Dum Dums for Dumb Dumbs
Holy Hell! Fall is here and Halloween is just around the corner. As in, tomorrow! And you know what that means - fat season is here too! The gluttony always starts with the little mister's birthday in early October, and it kind of doesn't stop until we wake up in a bloated, sugar free and sober stupor on January 1st, cursing all that sugar and flour and boozy, carb-y good/badness!
Last year, we tried to do just a *little* something to head it off. We tried to keep from eating all that damn Halloween candy. And so stupidly, I realize now, we - meaning - I - bought suckers. Not Blow Pops, not Tootsie Pops, no. Just, Dum Dums. I figured, it's candy, right? It's free candy, what's not to like, you ungrateful little rascals?! No really. I seriously just thought that maybe if we bought something we didn't like, then we wouldn't eat it. And I had no idea that Dum Dum suckers were SO SO LAME. But, yeah, turns out, Dum Dums are lame. And even if all 3 kids who showed up last year hadn't said so, all my friends verified: Dum Dum suckers are LAME. How did I not know this? I really just thought that free candy = good candy, but not all candy is created equal. And if I didn't know it before, I know it now. When your 40-something friends chastise your idiocy in buying a candy as lame as a plain old SUCKER, well then, you might need to admit that maybe you really are the biggest sucker.
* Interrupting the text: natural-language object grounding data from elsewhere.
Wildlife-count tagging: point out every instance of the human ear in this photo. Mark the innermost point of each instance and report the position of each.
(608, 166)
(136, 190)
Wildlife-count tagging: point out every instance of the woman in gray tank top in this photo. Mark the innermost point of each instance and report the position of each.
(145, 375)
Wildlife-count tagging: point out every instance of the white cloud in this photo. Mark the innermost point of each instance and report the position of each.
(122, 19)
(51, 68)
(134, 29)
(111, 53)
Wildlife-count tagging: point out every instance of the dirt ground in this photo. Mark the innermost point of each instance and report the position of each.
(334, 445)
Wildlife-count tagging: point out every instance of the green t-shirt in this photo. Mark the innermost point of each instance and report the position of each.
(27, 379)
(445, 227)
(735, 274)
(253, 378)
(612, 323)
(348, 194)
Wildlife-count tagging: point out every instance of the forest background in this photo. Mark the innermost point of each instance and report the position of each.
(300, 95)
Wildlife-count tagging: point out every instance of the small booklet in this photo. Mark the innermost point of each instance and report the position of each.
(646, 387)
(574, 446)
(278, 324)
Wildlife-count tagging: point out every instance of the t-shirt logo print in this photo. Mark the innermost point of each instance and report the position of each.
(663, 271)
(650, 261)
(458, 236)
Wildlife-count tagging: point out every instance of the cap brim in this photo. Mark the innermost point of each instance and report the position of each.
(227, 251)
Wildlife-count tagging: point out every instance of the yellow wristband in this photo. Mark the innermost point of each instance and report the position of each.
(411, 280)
When your friends tell you that you MIGHT AS WELL PASS OUT RAISINS, it kind of makes you just shrivel. Even if secretly, you really um, sort of like raisins.
Is there a moral to the story? I don't know - but I guess this year we - and by we I mean I - will be buying something like Butterfingers or Snickers or Godiva Bon Bons or something. And the little mister and I will just suck it up and try not to eat all 27 of the 30 pieces that don't get eaten by those non-sucker lovers. Or maybe we'll just pass out 10 candies to each of the 3 trick-or-treaters! Only time will tell!